Music halls were everywhere. At one time there were more than 200 theatres in London alone. They hosted events running for four hours and ranging from comedy, clowning, horror to serious drama. For more than a century, popular theatre was a staple for the working man and middle class alike.
Well, you may ask, what has this got to do with The Damned appearing live in Sydney on a Thursday night? I say, everything. A Dammed gig is like a trip through classic British pantomime and theatre, full of drama and packed with wit and slapstick.
Long term denizens of this scurvy establishment will need no introduction to the names Captain Sensible(nee Ray Burns) and Paul Gray. If there was such a thing as punk rock royalty (and I’m against it on general principle), these guys would at least be Grand Dukes or Princes or some such.

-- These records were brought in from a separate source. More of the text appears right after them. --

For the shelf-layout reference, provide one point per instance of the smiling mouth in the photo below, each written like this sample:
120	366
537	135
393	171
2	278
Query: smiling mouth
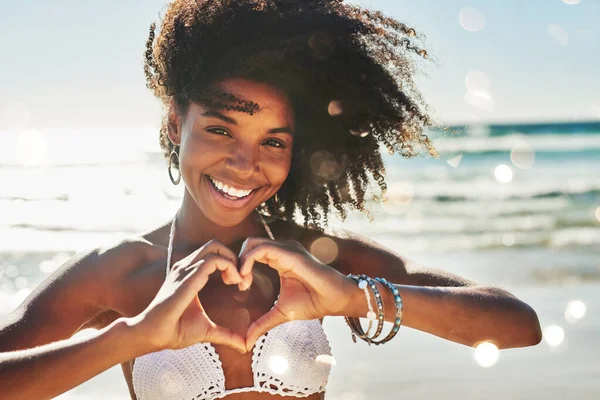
228	192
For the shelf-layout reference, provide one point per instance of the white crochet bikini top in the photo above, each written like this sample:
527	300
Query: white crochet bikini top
293	359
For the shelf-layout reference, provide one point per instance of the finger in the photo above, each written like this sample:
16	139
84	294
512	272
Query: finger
248	247
229	271
246	273
220	335
267	253
196	279
262	325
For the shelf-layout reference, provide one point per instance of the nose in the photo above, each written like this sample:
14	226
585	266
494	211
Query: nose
243	162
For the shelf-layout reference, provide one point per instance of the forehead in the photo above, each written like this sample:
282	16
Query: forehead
266	102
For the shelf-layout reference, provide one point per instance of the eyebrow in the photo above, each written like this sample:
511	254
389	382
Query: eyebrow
229	120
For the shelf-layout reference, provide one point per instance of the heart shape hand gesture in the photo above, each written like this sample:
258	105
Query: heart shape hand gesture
308	290
175	318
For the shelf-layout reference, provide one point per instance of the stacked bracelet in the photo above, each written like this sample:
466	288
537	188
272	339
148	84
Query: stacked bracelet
379	302
354	323
362	284
399	309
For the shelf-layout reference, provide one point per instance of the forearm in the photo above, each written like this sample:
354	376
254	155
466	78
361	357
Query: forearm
46	371
466	315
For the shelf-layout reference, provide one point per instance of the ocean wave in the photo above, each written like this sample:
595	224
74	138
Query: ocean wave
538	143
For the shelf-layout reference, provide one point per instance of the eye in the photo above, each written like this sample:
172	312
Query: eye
218	131
274	143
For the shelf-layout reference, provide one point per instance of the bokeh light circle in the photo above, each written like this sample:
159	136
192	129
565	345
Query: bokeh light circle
335	108
471	19
522	156
324	249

For those of you who are slumming it, Captain Sensible is the more fluorescent face of The Damned. His beret and toilet mat jumper has besmirched the covers of a good many picture covers of hit singles, including a surprise run as a solo star.
Paul Gray came to the world’s attention with fellow graduates of the class of ’76 Eddie and the HotRods. Paul has also had three runs as bass player in the Damned and the kind of resume that would have you blushing with jealousy. He played on Johnny Thunders’ “So Alone” so don’t you go comparing resumes. He’s Paul Gray and you’re not.